I have known, for 75 years, that I love spending time in the summer months on the coast of Maine in a small town. Everything about it is refreshing and different from living in New York City.
I now am discovering that it also clears the space and cobwebs between my ears and helps bring alive interesting thoughts and ideas that I had not plowed up before!
Since the November 2016 Presidential election we have all been facing a menacing picture of a tribally-driven society upsetting people everywhere, as it was way back in 1860 in the run up to the Civil War, when THE issue was basically slavery.
Many people now talk about how so many people who have so much good stuff in common (like simply being residents of the USA) can stumble into the seemingly inescapable trap that plays on a few differences that really are not at all basic to what we all do have in common.
To begin, about 10% of Americans were born abroad and another 30% have at least one grandparent born abroad. The overwhelming majority of us, of course, have forebearers who came to this country from elsewhere, differing only in how long ago the trek was made. How can it be possible that so many Americans, who owe their very existence as Americans to immigration, now want to pull up the ladder and stop such future immigration? I guess the answer is pretty simple—now that I am here I simply want to keep it as is! They seem to forget that it is people like them who made America like it is now, and if they change that process, America will not change and grow as it has in the past.
I know a father and daughter who have extreme disagreements over all aspects of Trump. They are both lawyers; both are bright and well educated, and stubborn. Obviously they have blood in common; culture in common and family bonds that often help bridge differences. The daughter is dutiful and despite her anger at her father she regularly helps him out. Put that story in your pipe and smoke out how that dichotomy arises and persists.
As one digs into what explains these differences in specific cases a few interesting things pop up.
Certainty vs doubt. Perhaps there are some people born to be certain about everything they think they see and others born to be cautiously doubtful. Doubt is essential throughout life because it protects us. If more people valued doubt, there obviously would be fewer people rigidly certain. The overall result could be that more people would realize that Mother Nature gave us two hands for good reasons—on the one and on the other?
Religion varies a lot. Some religions are more rigid than others. They all propagate beliefs and beliefs can become the basis of dogma. Dogma too often is a substitute for rational thought, and compels people into an Us vs. Them mentality that is not helpful to a pluralistic society.
Memory is essential – most of us know that if we do not remember history we are destined to repeat it. That assumes that we know some history in the first place. Some people who have ‘poor’ memories do not hesitate to contradict themselves, yet they are upset when they are contradicted.
Vocabulary is essential to communicating and thinking carefully and clearly. Some people are quite poor at this and do not recognize that another person who is both repetitive and simpleminded may not be making sense.
These four elements/characteristics of human process lie at the heart of how our population has been susceptible in recent times to what seems like tribalization which increasingly becomes divisive and hostile.
Most of us can survive with less than our share of good sense.
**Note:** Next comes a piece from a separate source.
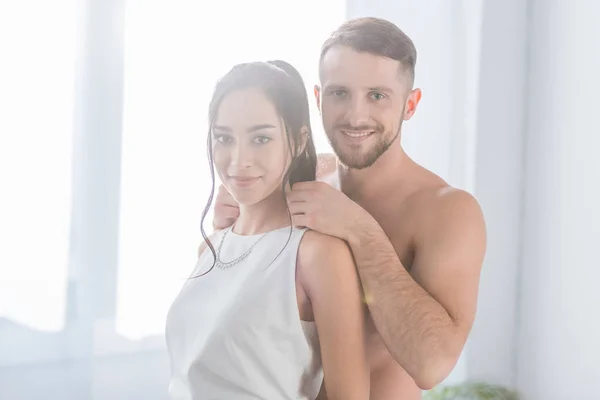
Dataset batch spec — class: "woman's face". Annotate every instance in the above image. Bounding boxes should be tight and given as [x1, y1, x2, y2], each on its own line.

Fewer of us can survive with less than our share of good luck. A lot of self-made people believe that they had both good sense AND good luck. They also have a tendency to appreciate other purely self-made people rather than people who used education and establishment values as their route to success in life.
How do we bridge these kinds of gaps which seem to be at the root of a lot of today’s misunderstandings?
First, it will not be easy or fast.
Second, we ALL have to be willing to try.
Last, we will need to be scared into it, either by the ramifications or by the sniffs of bloody conflict.